This article is aimed at contributors. It collects what we have learned about duckplyr’s dplyr-fallback behaviour, the patterns that trigger it in this codebase, and how to diagnose a new one when it appears.
eesyscreener leans heavily on duckplyr so that the large-file code paths stay responsive for the Shiny app and the screening API. When duckplyr cannot translate an operation into DuckDB SQL, it falls back to plain dplyr. That is correct behaviour — but silent fallbacks undo the performance work, so we want to catch and fix them.
The fallback messages
duckplyr is verbose and will tell you when it is falling back to dplyr, often with messages like:
The duckplyr package is configured to fall back to dplyr when it encounters an incompatibility. Fallback events can be collected and uploaded for analysis to guide future development. i Automatic fallback uploading is not controlled and therefore disabled, see
?duckplyr::fallback(). v Number of reports ready for upload: 1.
These are safe to ignore while you are working. To investigate where
a fallback happened, use duckplyr::fallback_review().
Uploading with duckplyr::fallback_upload() clears the
reports from your machine and submits them to the maintainers. To
auto-upload (and silence the message) use
duckplyr::fallback_config(autoupload = TRUE).
Severity levels
duckplyr replaces dplyr generics with DuckDB-backed
implementations. When it can’t translate an operation, it emits an
rlang_message and falls back. Two severity levels:
-
“Error processing” — the message has an error as
its parent condition.
expect_no_error()in testthat 3.3.2 traverses the parent chain and treats this as a test failure. -
“Cannot process” — informational only, no error
parent. Does not fail
expect_no_error()but still represents unhandled fallback behaviour.

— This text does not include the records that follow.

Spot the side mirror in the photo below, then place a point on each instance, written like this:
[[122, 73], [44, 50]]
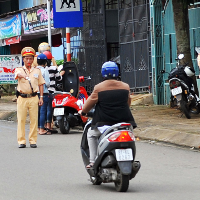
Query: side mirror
[[162, 71]]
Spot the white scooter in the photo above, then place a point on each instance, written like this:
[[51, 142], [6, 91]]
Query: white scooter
[[115, 161]]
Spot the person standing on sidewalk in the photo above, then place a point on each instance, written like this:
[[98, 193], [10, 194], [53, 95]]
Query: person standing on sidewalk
[[30, 80], [42, 63]]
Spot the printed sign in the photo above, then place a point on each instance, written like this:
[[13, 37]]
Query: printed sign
[[8, 63], [10, 27], [35, 20], [12, 40], [67, 5], [67, 13]]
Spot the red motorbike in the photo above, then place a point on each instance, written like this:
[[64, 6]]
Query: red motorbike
[[66, 107]]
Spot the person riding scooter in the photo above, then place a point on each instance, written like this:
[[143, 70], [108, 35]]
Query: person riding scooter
[[111, 99]]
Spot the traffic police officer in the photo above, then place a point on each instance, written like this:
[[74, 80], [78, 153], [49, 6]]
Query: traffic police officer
[[30, 81]]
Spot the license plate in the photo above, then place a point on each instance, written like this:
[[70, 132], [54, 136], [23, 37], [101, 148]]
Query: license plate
[[58, 111], [176, 91], [123, 154]]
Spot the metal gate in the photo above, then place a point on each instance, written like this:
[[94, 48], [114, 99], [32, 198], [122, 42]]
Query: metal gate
[[134, 44], [88, 43]]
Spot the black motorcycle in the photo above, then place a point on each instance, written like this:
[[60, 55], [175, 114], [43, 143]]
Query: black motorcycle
[[182, 89]]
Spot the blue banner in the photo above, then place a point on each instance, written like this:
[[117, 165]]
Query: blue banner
[[10, 27]]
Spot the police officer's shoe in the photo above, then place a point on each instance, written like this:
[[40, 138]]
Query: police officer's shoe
[[22, 146], [33, 145]]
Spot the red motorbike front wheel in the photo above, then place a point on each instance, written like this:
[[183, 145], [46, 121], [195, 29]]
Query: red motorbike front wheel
[[64, 125]]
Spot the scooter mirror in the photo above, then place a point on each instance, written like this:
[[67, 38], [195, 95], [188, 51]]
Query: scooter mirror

These fallbacks aren’t critical to fix if everything else is passing
and it’s not causing materialisation in a problematic way (as would be
caught by test-avoid_materialisation.R). It’s still good
practice to clean them up.
Note: lintr::lint_package() can conflict with some of
the workarounds, so re-lint after each change.
Common patterns that cause fallbacks
| Pattern | Error / symptom |
|---|---|
dplyr::mutate(col = local_var) bare symbol RHS |
“object of type ‘symbol’ is not subsettable” |
dplyr::arrange(.data$col) |
same bare-symbol error via `$` operator |
dplyr::count(.data$col) |
“Cannot process: count() requires columns in
...”; cascades into group_by() fallback |
spec_tbl_df without tibble::as_tibble()
conversion |
“Must pass a plain data frame or a tibble” |
utils::stack() output passed to dplyr verbs |
factor columns — duckplyr can’t build a relation |
vapply() result used directly in
dplyr::mutate()
|
named/multi-element vector → “length(val) == 1 is not TRUE” or “Can’t convert named vectors” |
Patterns that work fine with duckplyr
-
dplyr::filter(!!col_sym == value)— bang-bang withrlang::sym()is fine -
dplyr::filter(.data$col == value)—.data$infilter()works (the issue is specific toarrange()andcount()) -
dplyr::distinct(!!!syms_vec)— spliced symbols work -
dplyr::select("quoted_col_name")— string selectors work -
dplyr::count(!!rlang::sym("col"))— bang-bang incount()works
Diagnosing interactively
-
pkgload::load_all(".", quiet = TRUE)to load the source package -
duckplyr::methods_overwrite()to activate duckplyr globally - Wrap
screen_dfs()or the suspect check function withwithCallingHandlers(..., rlang_message = function(m) { ... })to intercept fallback messages and inspectsys.calls()for the originating line - Isolate by running individual check functions directly
-
duckplyr::methods_restore()if you want to reset to dplyr when done
Catching silent materialisation
Fallbacks are one way to lose the DuckDB fast path. Inadvertently
materialising the whole data frame is another. To catch this, run with
prudence = "stingy":
screen_dfs(<data>, <meta>, prudence = "stingy")- If the lazy table is materialised, an error will be thrown. Identify
the guilty line with
rlang::last_trace().
test-avoid_materialisation.R exercises this in CI.